Why are data hard to value? Data’s unique attributes

Last Updated November 26, 2018

What is the value of my data? What is the value of sharing my data with others? These seem like simple questions, but data are not simple assets. The unique attributes of data making them more difficult to value than traditional assets.

Most organizations need to demonstrate a return on investment (ROI) when undertaking new initiatives. There are many methods available to estimate the ROI for traditional assets; however, data do not behave like traditional assets. For data, costs tend to be easy to estimate while the benefits are complicated. To understand why these benefits are difficult to estimate, let’s compare data with a common asset, such as a car.

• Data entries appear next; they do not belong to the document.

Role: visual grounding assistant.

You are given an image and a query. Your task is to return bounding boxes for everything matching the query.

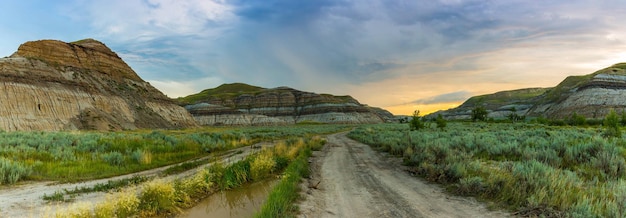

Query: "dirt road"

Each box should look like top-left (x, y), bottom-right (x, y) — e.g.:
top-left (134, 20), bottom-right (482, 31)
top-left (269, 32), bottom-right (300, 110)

top-left (0, 143), bottom-right (273, 218)
top-left (299, 133), bottom-right (510, 218)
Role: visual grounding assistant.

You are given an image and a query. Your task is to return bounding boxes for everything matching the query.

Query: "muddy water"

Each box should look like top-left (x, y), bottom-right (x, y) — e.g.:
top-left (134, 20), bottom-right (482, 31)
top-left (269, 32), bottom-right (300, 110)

top-left (179, 180), bottom-right (279, 218)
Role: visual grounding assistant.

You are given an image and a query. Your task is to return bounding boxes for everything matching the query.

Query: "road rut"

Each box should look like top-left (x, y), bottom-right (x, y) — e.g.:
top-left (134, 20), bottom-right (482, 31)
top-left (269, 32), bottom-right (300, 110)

top-left (299, 133), bottom-right (510, 217)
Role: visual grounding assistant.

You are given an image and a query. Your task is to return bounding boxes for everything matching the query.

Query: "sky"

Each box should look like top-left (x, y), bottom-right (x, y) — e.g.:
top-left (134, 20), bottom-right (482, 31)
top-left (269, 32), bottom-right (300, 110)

top-left (0, 0), bottom-right (626, 115)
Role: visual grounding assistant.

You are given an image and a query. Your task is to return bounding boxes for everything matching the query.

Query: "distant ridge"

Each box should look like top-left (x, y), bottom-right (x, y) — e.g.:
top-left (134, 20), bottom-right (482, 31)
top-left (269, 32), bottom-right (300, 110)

top-left (177, 83), bottom-right (393, 125)
top-left (431, 63), bottom-right (626, 119)
top-left (0, 39), bottom-right (197, 131)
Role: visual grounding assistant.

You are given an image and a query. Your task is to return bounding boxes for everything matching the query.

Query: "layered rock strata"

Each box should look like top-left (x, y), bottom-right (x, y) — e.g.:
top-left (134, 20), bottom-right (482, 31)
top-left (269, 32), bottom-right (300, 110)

top-left (0, 39), bottom-right (197, 131)
top-left (431, 63), bottom-right (626, 119)
top-left (179, 84), bottom-right (392, 125)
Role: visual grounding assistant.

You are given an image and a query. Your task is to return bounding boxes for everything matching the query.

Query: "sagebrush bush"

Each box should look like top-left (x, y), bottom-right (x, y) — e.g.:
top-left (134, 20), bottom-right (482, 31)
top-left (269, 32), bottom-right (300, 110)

top-left (348, 123), bottom-right (626, 217)
top-left (139, 180), bottom-right (178, 216)
top-left (102, 151), bottom-right (124, 166)
top-left (456, 176), bottom-right (485, 195)
top-left (0, 157), bottom-right (32, 184)
top-left (131, 149), bottom-right (152, 164)
top-left (250, 150), bottom-right (276, 180)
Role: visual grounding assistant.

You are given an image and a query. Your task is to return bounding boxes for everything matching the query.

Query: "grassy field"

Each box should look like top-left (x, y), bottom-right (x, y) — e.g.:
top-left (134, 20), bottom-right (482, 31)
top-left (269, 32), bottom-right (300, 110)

top-left (0, 125), bottom-right (350, 185)
top-left (349, 123), bottom-right (626, 217)
top-left (54, 136), bottom-right (324, 217)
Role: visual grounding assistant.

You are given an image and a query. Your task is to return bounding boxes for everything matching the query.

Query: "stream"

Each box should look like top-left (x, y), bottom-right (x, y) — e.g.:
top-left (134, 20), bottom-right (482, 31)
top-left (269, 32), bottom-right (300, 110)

(1) Finite versus infinite users

Cars are finite. If I lend you my car 25% of the time, then I will only be able to use my car 75% of the time. In contrast, data are infinitely shareable (a non-rival good). You and I can easily use the same data at the same time. This means that the value of data is cumulative between individuals, rather than proportioned amongst individuals (Figure 1). Stu Hamilton (2014) proposed that the value of data is a function of its quality and usage: Value = (Data*Quality)Sharing. This suggests the value of data increases exponentially with usage. Whereas with cars, the value is proportioned among its users. This means that if I had two identical cars, you and I could each use a car 100% of the time. The same is not true for data. The value of redundant, duplicated data is zero (Figure 1). Indeed, data that are replicated many times complicate ownership and add cost to gather the data, store it, and reconcile multiple versions of ‘truth’.

Figure 1: The full value of data can be realized by each user while only a portion of the value of a car is available to each user. (Right) Increasing the number of cars can increase usage, while duplicated data don’t create additional value.

(2) Amount of use matters

Most assets are not valuable until they are used. Both unused cars and unused data are liabilities. The upfront capital investments have already been made and the only way to regain those costs is to use the resource. In most cases, once a resource is put to use it, its value begins to decrease with wear and tear. For a car, the number of miles driven will impact how frequently maintenance is required. But, the more data are used, the greater their value (Figure 2). Data have the highest potential value when all who want to use the data have access and know how to put it to use. Data may not be used if people:

  • do not know data exist,
  • cannot discover data easily,
  • do not have access, or
  • do not have the information (metadata) or knowledge to put the data to appropriate use.

Value creation requires the data producer to make the data and metadata available and the data user to have good data literacy.

Figure 2: The value of a car decreases with usage while the value of data increases with usage.

(3) Usable lifespan varies

Most assets depreciate over time. The value of a car decreases the moment it is driven off the lot. Assuming the value of the car depreciates by 10% each year, the car will be worth 41% of its initial value by year five. In terms of data,  the speed at which the value of the data decreases depends on the purpose of the data (Figure 3). Data used to support day-to-day operations must be put to use quickly and their value decreases instantly (many organizations discard operational data once their capacity to inform operations has passed). In contrast, long-term records used to understand broad trends and support decision-making may increase in value over time (knowing how streamflow has fluctuated over the past 30 years provides more insight than 10 years of data). Typically, it is easier to assess the value of operational data since their use are directly tied to an outcome. Assessing the value of data for decision-making, regulatory purposes, or research is often challenging and ambiguous.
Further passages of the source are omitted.